- Tatatila Location in Mexico Tatatila Tatatila (Mexico)
- Coordinates: 19°42′00″N 97°07′00″W﻿ / ﻿19.70000°N 97.11667°W
- Country: Mexico
- State: Veracruz
- Region: Capital Region
- Municipal seat and largest town: Tatatila

Government
- • Mayor: Margarita Hernández Martínez (PRI)

Area
- • Total: 92 km^{2} (36 sq mi)
- Elevation (of seat): 1,100 m (3,600 ft)

Population (2020)
- • Total: 6,041
- • Density: 65.7/km^{2} (170/sq mi)
- • Seat: 1,072
- Time zone: UTC-6 (Central)
- Postal codes: 93760
- Area code: 282
- Website: www.tatatila.gob.mx/Official

= Tatatila =

Tatatila is a municipality located in the mountainous central zone of the Mexican state of Veracruz, about 26 km from the state capital Xalapa. It has a surface area of 82.25 km^{2}. It is located at .

==Geography==

The municipality of Tatatila is delimited to the north by Altotonga, to the north-east by Tenochtitlan, to the east by Tlacolulan and Tenochtitlan, to the south by Las Vigas de Ramírez, and to the west by Las Minas and Villa Aldama. It is watered by small creeks tributaries of the river Nautla.
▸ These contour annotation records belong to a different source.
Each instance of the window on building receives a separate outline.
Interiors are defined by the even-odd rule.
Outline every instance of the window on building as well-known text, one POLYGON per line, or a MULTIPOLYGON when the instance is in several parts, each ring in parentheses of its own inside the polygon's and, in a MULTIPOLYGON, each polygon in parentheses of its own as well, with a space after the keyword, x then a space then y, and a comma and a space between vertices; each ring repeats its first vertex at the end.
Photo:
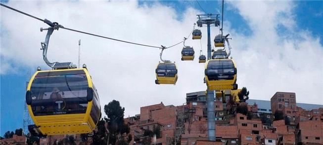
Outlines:
POLYGON ((273 140, 268 140, 268 143, 273 143, 273 140))
POLYGON ((258 130, 253 130, 252 132, 253 134, 255 134, 255 135, 259 135, 259 131, 258 130))
POLYGON ((282 105, 281 105, 281 104, 278 104, 278 108, 282 109, 282 105))

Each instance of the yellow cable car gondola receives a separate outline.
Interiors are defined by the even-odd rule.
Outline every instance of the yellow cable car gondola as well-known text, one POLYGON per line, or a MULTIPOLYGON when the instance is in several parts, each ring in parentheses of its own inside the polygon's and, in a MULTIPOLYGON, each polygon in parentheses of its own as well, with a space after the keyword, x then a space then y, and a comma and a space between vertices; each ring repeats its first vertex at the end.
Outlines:
POLYGON ((217 35, 214 38, 214 46, 216 47, 224 47, 225 37, 221 35, 217 35))
POLYGON ((192 39, 200 39, 201 38, 202 38, 202 33, 201 32, 201 30, 194 29, 192 33, 192 39))
POLYGON ((209 60, 205 64, 206 84, 211 90, 236 90, 236 68, 231 59, 209 60))
POLYGON ((204 63, 206 62, 206 57, 204 55, 200 55, 200 57, 198 57, 198 63, 204 63))
POLYGON ((86 67, 38 71, 26 102, 35 123, 28 129, 40 136, 91 133, 100 118, 98 95, 86 67))
POLYGON ((193 60, 194 49, 190 46, 185 46, 182 49, 182 60, 193 60))
POLYGON ((175 84, 177 81, 177 67, 175 63, 159 63, 156 68, 155 83, 157 84, 175 84))

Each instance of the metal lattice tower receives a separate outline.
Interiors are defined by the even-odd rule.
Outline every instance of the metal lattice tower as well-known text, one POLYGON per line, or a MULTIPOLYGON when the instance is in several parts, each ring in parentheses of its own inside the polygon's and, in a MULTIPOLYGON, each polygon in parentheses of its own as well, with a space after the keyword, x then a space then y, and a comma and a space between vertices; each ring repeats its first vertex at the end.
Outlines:
MULTIPOLYGON (((207 60, 212 59, 211 50, 210 27, 220 26, 220 14, 208 14, 197 15, 197 26, 207 27, 207 60), (205 26, 206 25, 206 26, 205 26)), ((214 109, 214 91, 210 90, 208 87, 207 96, 207 135, 209 141, 215 141, 215 110, 214 109)))
MULTIPOLYGON (((30 72, 27 72, 27 75, 28 76, 30 76, 30 72)), ((27 78, 27 79, 29 78, 27 78)), ((28 86, 28 83, 29 82, 28 81, 26 81, 26 90, 27 91, 27 88, 28 86)), ((24 104, 24 116, 23 119, 23 124, 22 124, 22 133, 23 134, 26 134, 26 133, 28 132, 28 125, 31 124, 31 121, 30 119, 30 115, 29 115, 29 112, 26 103, 26 100, 25 100, 25 103, 24 104)))

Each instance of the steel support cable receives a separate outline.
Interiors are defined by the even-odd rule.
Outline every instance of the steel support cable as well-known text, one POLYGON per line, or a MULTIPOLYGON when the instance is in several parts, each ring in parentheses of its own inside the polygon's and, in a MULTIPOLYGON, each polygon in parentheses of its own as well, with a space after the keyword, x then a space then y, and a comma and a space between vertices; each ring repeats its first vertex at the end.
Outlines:
MULTIPOLYGON (((27 13, 25 13, 25 12, 22 12, 22 11, 20 11, 20 10, 17 10, 17 9, 15 9, 15 8, 12 8, 12 7, 10 7, 10 6, 7 6, 7 5, 6 5, 3 4, 2 4, 2 3, 0 3, 0 5, 1 5, 1 6, 3 6, 3 7, 6 7, 6 8, 8 8, 8 9, 11 9, 11 10, 13 10, 13 11, 16 11, 16 12, 18 12, 18 13, 21 13, 21 14, 22 14, 25 15, 26 15, 26 16, 29 16, 29 17, 32 17, 32 18, 34 18, 34 19, 37 19, 37 20, 39 20, 39 21, 42 21, 42 22, 44 22, 44 23, 45 23, 48 24, 48 25, 49 25, 50 27, 53 27, 54 26, 55 26, 55 25, 53 25, 53 23, 51 23, 50 21, 48 21, 48 20, 46 20, 46 19, 44 19, 44 20, 43 20, 43 19, 41 19, 41 18, 38 18, 38 17, 35 17, 35 16, 33 16, 33 15, 30 15, 30 14, 27 14, 27 13)), ((138 45, 143 46, 146 46, 146 47, 153 47, 153 48, 171 48, 171 47, 173 47, 173 46, 176 46, 176 45, 178 45, 179 44, 180 44, 181 43, 182 43, 182 42, 183 42, 184 41, 181 41, 181 42, 179 42, 179 43, 176 43, 176 44, 174 44, 174 45, 171 45, 171 46, 169 46, 169 47, 155 46, 152 46, 152 45, 145 45, 145 44, 142 44, 137 43, 135 43, 135 42, 130 42, 130 41, 124 41, 124 40, 120 40, 120 39, 115 39, 115 38, 110 38, 110 37, 106 37, 106 36, 99 36, 99 35, 95 35, 95 34, 91 34, 91 33, 87 33, 87 32, 82 32, 82 31, 78 31, 78 30, 74 30, 74 29, 69 29, 69 28, 65 28, 65 27, 63 27, 63 26, 62 26, 61 25, 56 25, 56 26, 58 26, 59 28, 61 28, 61 29, 65 29, 65 30, 69 30, 69 31, 74 31, 74 32, 78 32, 78 33, 83 33, 83 34, 86 34, 86 35, 91 35, 91 36, 97 36, 97 37, 102 37, 102 38, 104 38, 109 39, 111 39, 111 40, 115 40, 115 41, 118 41, 122 42, 125 42, 125 43, 130 43, 130 44, 135 44, 135 45, 138 45)))

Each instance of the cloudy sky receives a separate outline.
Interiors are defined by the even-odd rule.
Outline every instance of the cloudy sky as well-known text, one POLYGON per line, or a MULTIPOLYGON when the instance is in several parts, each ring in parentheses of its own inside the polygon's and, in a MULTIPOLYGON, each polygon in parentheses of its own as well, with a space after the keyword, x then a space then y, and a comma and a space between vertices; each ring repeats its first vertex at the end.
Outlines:
MULTIPOLYGON (((156 46, 169 46, 186 36, 196 14, 221 11, 220 1, 199 3, 203 9, 196 1, 5 2, 65 27, 156 46)), ((224 33, 232 37, 237 83, 248 88, 250 98, 270 100, 276 92, 293 92, 298 103, 323 104, 323 2, 230 1, 225 6, 224 33)), ((3 7, 0 11, 2 135, 22 127, 26 81, 37 67, 49 68, 40 50, 46 32, 39 31, 48 26, 3 7)), ((206 54, 206 28, 201 31, 206 54)), ((211 39, 219 33, 219 28, 212 28, 211 39)), ((198 63, 199 40, 185 43, 195 49, 194 61, 181 61, 182 44, 164 51, 163 58, 177 64, 179 79, 176 85, 158 85, 154 83, 158 48, 60 29, 50 38, 48 60, 77 64, 80 39, 81 62, 88 66, 102 108, 118 100, 126 108, 125 115, 133 116, 140 107, 161 102, 181 105, 185 93, 206 89, 204 65, 198 63)))

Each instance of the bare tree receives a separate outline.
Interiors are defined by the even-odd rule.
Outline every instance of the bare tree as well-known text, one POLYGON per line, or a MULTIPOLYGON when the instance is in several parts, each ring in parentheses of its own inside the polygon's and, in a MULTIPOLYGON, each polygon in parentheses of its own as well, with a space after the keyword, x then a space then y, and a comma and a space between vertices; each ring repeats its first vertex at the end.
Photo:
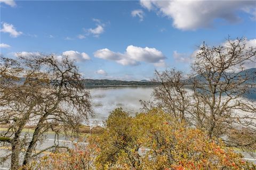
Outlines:
POLYGON ((11 146, 7 156, 11 156, 11 169, 16 169, 21 154, 26 166, 43 151, 62 147, 54 142, 35 153, 49 130, 56 138, 62 131, 77 132, 92 114, 90 95, 74 61, 68 56, 20 55, 17 60, 2 57, 1 64, 0 124, 6 124, 7 130, 1 133, 0 139, 1 145, 11 146), (27 125, 35 127, 31 137, 22 133, 27 125))
POLYGON ((255 54, 256 48, 247 47, 244 38, 199 47, 191 67, 195 102, 189 111, 209 137, 223 137, 233 146, 255 146, 256 106, 243 98, 256 79, 255 70, 245 71, 246 64, 256 62, 255 54), (234 133, 237 140, 231 138, 234 133))
POLYGON ((256 105, 243 97, 255 93, 255 70, 245 69, 256 62, 256 48, 238 38, 219 47, 204 43, 199 49, 190 78, 175 70, 156 71, 157 106, 185 117, 210 138, 222 138, 227 146, 255 149, 256 105))
POLYGON ((160 83, 153 92, 155 103, 174 117, 184 120, 189 102, 183 73, 175 69, 162 72, 155 70, 155 73, 154 81, 160 83))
The weather in Tatatila is cold and wet all year with rains in summer and autumn.

==Demographics==

In 2020, Tatatila recorded population of 6,041 inhabitantes in 44 localities, all of them classified as rural. Tatatila, the municipal seat, contains nearly 20% of the population (1,072 hab.). Other localities include La Mancuerna (737 hab.), Pilhuatepec (532 hab.), Tenexpanoya (497 hab.) and Piedra Parada (483 hab.).

==Agriculture==

It produces principally maize, beans and coffee.

==Celebrations==

The celebration in honor of St. Peter the Apostle, patron of the town, occurs at the end of June, and the celebration in honor of the Virgin of Guadalupe occurs in December.